Have you ever fallen in love and thought, this can’t be happening? We have absolutely nothing in common. What will we even talk about? I fell into a lifelong love affair starting in my 20s that took me by surprise.
With the Chicago Cubs’ Wrigley Field turning 100 this month, I’m outing myself and publicly declaring my love for this monument of baseball.
I am an avid hater of professional sports. Most people are gonzo for their special team, even considering it a member of the family. However, I grew up avoiding sports on television. There were a million things I would rather be doing. About the only sport on my family’s television was tennis. It was the heyday of the sport with McEnroe, Connors, Evert and Navratilova. Who wouldn’t have wanted to watch?

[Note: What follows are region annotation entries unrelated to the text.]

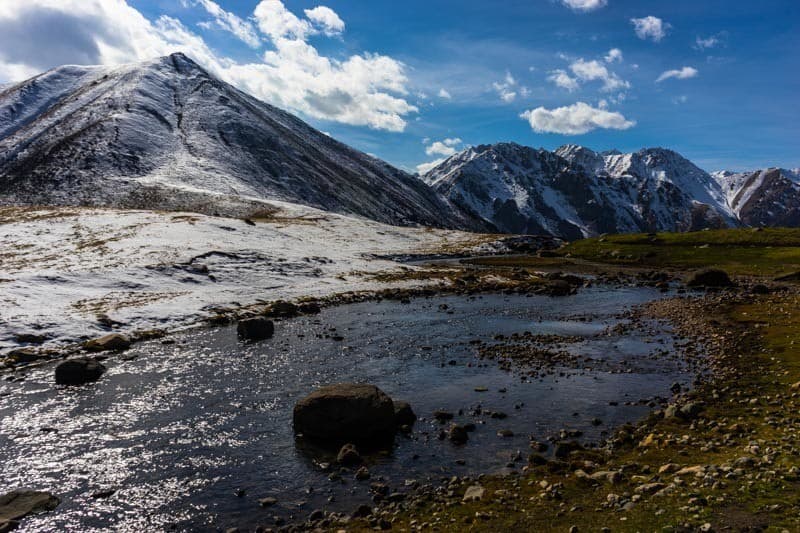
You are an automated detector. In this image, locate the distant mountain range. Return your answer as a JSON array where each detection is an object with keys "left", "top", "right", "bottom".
[
  {"left": 422, "top": 143, "right": 800, "bottom": 239},
  {"left": 0, "top": 54, "right": 800, "bottom": 239},
  {"left": 0, "top": 53, "right": 490, "bottom": 231}
]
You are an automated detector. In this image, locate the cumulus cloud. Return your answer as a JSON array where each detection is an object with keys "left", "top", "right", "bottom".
[
  {"left": 492, "top": 72, "right": 530, "bottom": 103},
  {"left": 603, "top": 48, "right": 622, "bottom": 63},
  {"left": 0, "top": 0, "right": 417, "bottom": 131},
  {"left": 183, "top": 0, "right": 261, "bottom": 48},
  {"left": 631, "top": 15, "right": 671, "bottom": 43},
  {"left": 656, "top": 67, "right": 698, "bottom": 83},
  {"left": 520, "top": 102, "right": 636, "bottom": 135},
  {"left": 561, "top": 0, "right": 608, "bottom": 12},
  {"left": 304, "top": 6, "right": 344, "bottom": 36},
  {"left": 417, "top": 137, "right": 464, "bottom": 174},
  {"left": 694, "top": 32, "right": 727, "bottom": 52},
  {"left": 425, "top": 137, "right": 462, "bottom": 157},
  {"left": 569, "top": 58, "right": 631, "bottom": 92},
  {"left": 547, "top": 69, "right": 580, "bottom": 92}
]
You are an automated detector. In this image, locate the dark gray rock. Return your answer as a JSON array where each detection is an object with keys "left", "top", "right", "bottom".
[
  {"left": 293, "top": 383, "right": 396, "bottom": 445},
  {"left": 84, "top": 333, "right": 131, "bottom": 352},
  {"left": 55, "top": 357, "right": 106, "bottom": 385},
  {"left": 236, "top": 317, "right": 275, "bottom": 341},
  {"left": 686, "top": 268, "right": 733, "bottom": 288},
  {"left": 394, "top": 401, "right": 417, "bottom": 427},
  {"left": 336, "top": 444, "right": 363, "bottom": 466},
  {"left": 0, "top": 489, "right": 61, "bottom": 524}
]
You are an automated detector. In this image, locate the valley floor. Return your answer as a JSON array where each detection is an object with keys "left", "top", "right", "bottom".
[{"left": 0, "top": 203, "right": 497, "bottom": 356}]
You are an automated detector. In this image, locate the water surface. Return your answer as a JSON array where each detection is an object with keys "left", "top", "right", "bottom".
[{"left": 0, "top": 287, "right": 693, "bottom": 532}]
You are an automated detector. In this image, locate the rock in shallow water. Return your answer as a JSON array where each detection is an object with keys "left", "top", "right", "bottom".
[
  {"left": 293, "top": 383, "right": 397, "bottom": 445},
  {"left": 56, "top": 357, "right": 106, "bottom": 385},
  {"left": 686, "top": 268, "right": 733, "bottom": 288},
  {"left": 0, "top": 489, "right": 61, "bottom": 520},
  {"left": 84, "top": 333, "right": 131, "bottom": 352},
  {"left": 236, "top": 318, "right": 275, "bottom": 341}
]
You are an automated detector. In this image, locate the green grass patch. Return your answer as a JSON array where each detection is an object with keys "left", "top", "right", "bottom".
[{"left": 559, "top": 228, "right": 800, "bottom": 277}]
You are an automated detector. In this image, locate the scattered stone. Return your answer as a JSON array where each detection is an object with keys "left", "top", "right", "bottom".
[
  {"left": 0, "top": 489, "right": 61, "bottom": 524},
  {"left": 298, "top": 302, "right": 322, "bottom": 315},
  {"left": 394, "top": 401, "right": 417, "bottom": 426},
  {"left": 55, "top": 357, "right": 106, "bottom": 385},
  {"left": 634, "top": 483, "right": 666, "bottom": 494},
  {"left": 236, "top": 317, "right": 275, "bottom": 341},
  {"left": 686, "top": 268, "right": 733, "bottom": 288},
  {"left": 265, "top": 300, "right": 300, "bottom": 318},
  {"left": 83, "top": 333, "right": 131, "bottom": 352},
  {"left": 433, "top": 410, "right": 453, "bottom": 424},
  {"left": 258, "top": 496, "right": 278, "bottom": 507},
  {"left": 7, "top": 348, "right": 44, "bottom": 364},
  {"left": 447, "top": 424, "right": 469, "bottom": 444},
  {"left": 336, "top": 444, "right": 362, "bottom": 466},
  {"left": 461, "top": 485, "right": 486, "bottom": 502},
  {"left": 293, "top": 383, "right": 396, "bottom": 443}
]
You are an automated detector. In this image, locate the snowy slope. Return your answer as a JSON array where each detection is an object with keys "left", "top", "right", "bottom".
[
  {"left": 0, "top": 54, "right": 485, "bottom": 233},
  {"left": 424, "top": 143, "right": 737, "bottom": 239},
  {"left": 713, "top": 168, "right": 800, "bottom": 226},
  {"left": 0, "top": 202, "right": 495, "bottom": 353}
]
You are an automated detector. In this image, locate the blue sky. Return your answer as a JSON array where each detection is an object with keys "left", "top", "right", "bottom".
[{"left": 0, "top": 0, "right": 800, "bottom": 171}]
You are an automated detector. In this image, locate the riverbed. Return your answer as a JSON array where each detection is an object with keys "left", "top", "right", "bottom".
[{"left": 0, "top": 286, "right": 696, "bottom": 532}]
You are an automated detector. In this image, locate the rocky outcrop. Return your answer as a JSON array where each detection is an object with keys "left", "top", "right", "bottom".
[
  {"left": 55, "top": 357, "right": 106, "bottom": 385},
  {"left": 236, "top": 318, "right": 275, "bottom": 341},
  {"left": 0, "top": 489, "right": 61, "bottom": 531},
  {"left": 293, "top": 383, "right": 397, "bottom": 445}
]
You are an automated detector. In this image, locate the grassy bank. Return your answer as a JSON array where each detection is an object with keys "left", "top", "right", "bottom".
[
  {"left": 347, "top": 229, "right": 800, "bottom": 532},
  {"left": 472, "top": 228, "right": 800, "bottom": 277}
]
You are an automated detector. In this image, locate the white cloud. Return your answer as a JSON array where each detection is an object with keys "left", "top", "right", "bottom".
[
  {"left": 417, "top": 158, "right": 445, "bottom": 174},
  {"left": 569, "top": 58, "right": 631, "bottom": 92},
  {"left": 304, "top": 6, "right": 344, "bottom": 36},
  {"left": 604, "top": 48, "right": 622, "bottom": 63},
  {"left": 656, "top": 67, "right": 698, "bottom": 83},
  {"left": 425, "top": 137, "right": 462, "bottom": 157},
  {"left": 183, "top": 0, "right": 261, "bottom": 48},
  {"left": 520, "top": 102, "right": 636, "bottom": 135},
  {"left": 416, "top": 137, "right": 464, "bottom": 174},
  {"left": 253, "top": 0, "right": 314, "bottom": 40},
  {"left": 694, "top": 31, "right": 728, "bottom": 52},
  {"left": 561, "top": 0, "right": 608, "bottom": 12},
  {"left": 492, "top": 72, "right": 518, "bottom": 103},
  {"left": 547, "top": 69, "right": 580, "bottom": 92},
  {"left": 0, "top": 0, "right": 418, "bottom": 131},
  {"left": 631, "top": 15, "right": 671, "bottom": 43}
]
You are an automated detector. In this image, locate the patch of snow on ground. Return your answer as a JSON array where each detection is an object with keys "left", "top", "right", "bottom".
[{"left": 0, "top": 202, "right": 486, "bottom": 349}]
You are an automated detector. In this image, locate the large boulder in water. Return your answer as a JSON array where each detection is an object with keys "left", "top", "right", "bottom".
[
  {"left": 236, "top": 317, "right": 275, "bottom": 341},
  {"left": 686, "top": 268, "right": 733, "bottom": 288},
  {"left": 294, "top": 383, "right": 396, "bottom": 445},
  {"left": 56, "top": 357, "right": 106, "bottom": 385},
  {"left": 0, "top": 489, "right": 61, "bottom": 531}
]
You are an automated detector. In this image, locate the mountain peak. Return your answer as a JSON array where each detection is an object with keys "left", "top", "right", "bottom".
[{"left": 0, "top": 52, "right": 487, "bottom": 229}]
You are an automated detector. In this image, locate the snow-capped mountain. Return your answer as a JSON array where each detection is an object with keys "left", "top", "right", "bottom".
[
  {"left": 712, "top": 168, "right": 800, "bottom": 226},
  {"left": 424, "top": 143, "right": 738, "bottom": 239},
  {"left": 0, "top": 54, "right": 487, "bottom": 230}
]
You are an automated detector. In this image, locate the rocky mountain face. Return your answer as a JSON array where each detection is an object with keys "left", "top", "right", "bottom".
[
  {"left": 424, "top": 143, "right": 739, "bottom": 239},
  {"left": 713, "top": 168, "right": 800, "bottom": 227},
  {"left": 0, "top": 54, "right": 490, "bottom": 230}
]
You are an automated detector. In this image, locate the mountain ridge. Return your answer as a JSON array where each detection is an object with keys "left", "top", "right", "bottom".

And then I had a life-altering event — I moved to Chicago. The Chicago Bulls had six recent championships under their belt. The Chicago White Sox now had three World Series championships. But it was the ever floundering Chicago Cubs that caught my heart.
When I moved to Chicago, I found myself in the neighborhood of Lakeview. This neighborhood is made up of a number of unofficial sections, including Wrigleyville where Wrigley Field is located. The field was close enough for me to hop a 10-minute bus and just far enough away that I didn’t have to fight the summer parking schedule and tourists.
The first time I had the chance to go to see the Chicago Cubs play, I figured it would be a great way to spend some time with the girls. A friend of mine had managed to wrangle seats a few rows back from the field right next to first base. The clear, sunny sky was a brilliant blue, which made the shock of green on the playing field that much more bold. The older stadium doesn’t have all of the huge private boxes and architecture muddying the view. Instead, you feel like you’re taking a step back into time to the heart of where baseball began. Wrigley Field, no matter what you think of baseball, is truly a sight to behold.
Chicagoans will be the first to tell you — if you are a true baseball nut, you follow the Chicago White Sox. You will know all of the stats, the history of each player and watch every game. If you are not, you follow the Chicago Cubs. What many Sox fans don’t necessarily understand is that going to a Chicago Cubs baseball game isn’t just about going to see baseball — it’s about community, family and Chicago.
Going to a game is a full blown experience. When I was in my 20s, it meant grabbing a drink with friends to kick off a wonderfully lazy afternoon of sunning myself in the bleachers before heading on to the locals bars well into the evening. Were the Cubs winning during the game? Probably not, but we still held them close to our hearts. In my 30s, it felt like coming home every time I entered the stadium. By then I lived within an easy walk to Wrigley Field with my husband and reveled being so close to the neighborhood. Gone were the marathon days of hanging out with friends but not the love of going.
Now that I’m in my 40s, I can’t wait for my kids to go to their first baseball game. What better gift than to have it be at Wrigley Field. We’ll hop the red line down on the L to take in the game. I can’t wait to see their expressions as they’re delightfully overwhelmed by the whole spectacle of the stadium. It’s a moment no parent should have to miss.
I still don’t know who the players are and I don’t necessarily know their current stats. That’s not particularly important to me. The love of what baseball represents, the community of experiencing a game together and the intertwined connection to Chicago is what has kept this love affair with Wrigley Field going for 16 years.
For me, Wrigley Field isn’t just a revered baseball stadium. It is a place I felt embraced as being a part of the kick-ass city of Chicago. It is a magical experience I shared with friends. It is what makes me proud to say that although I wasn’t born in Chicago and now live in the ‘burbs, I am a Chicago citizen through my core.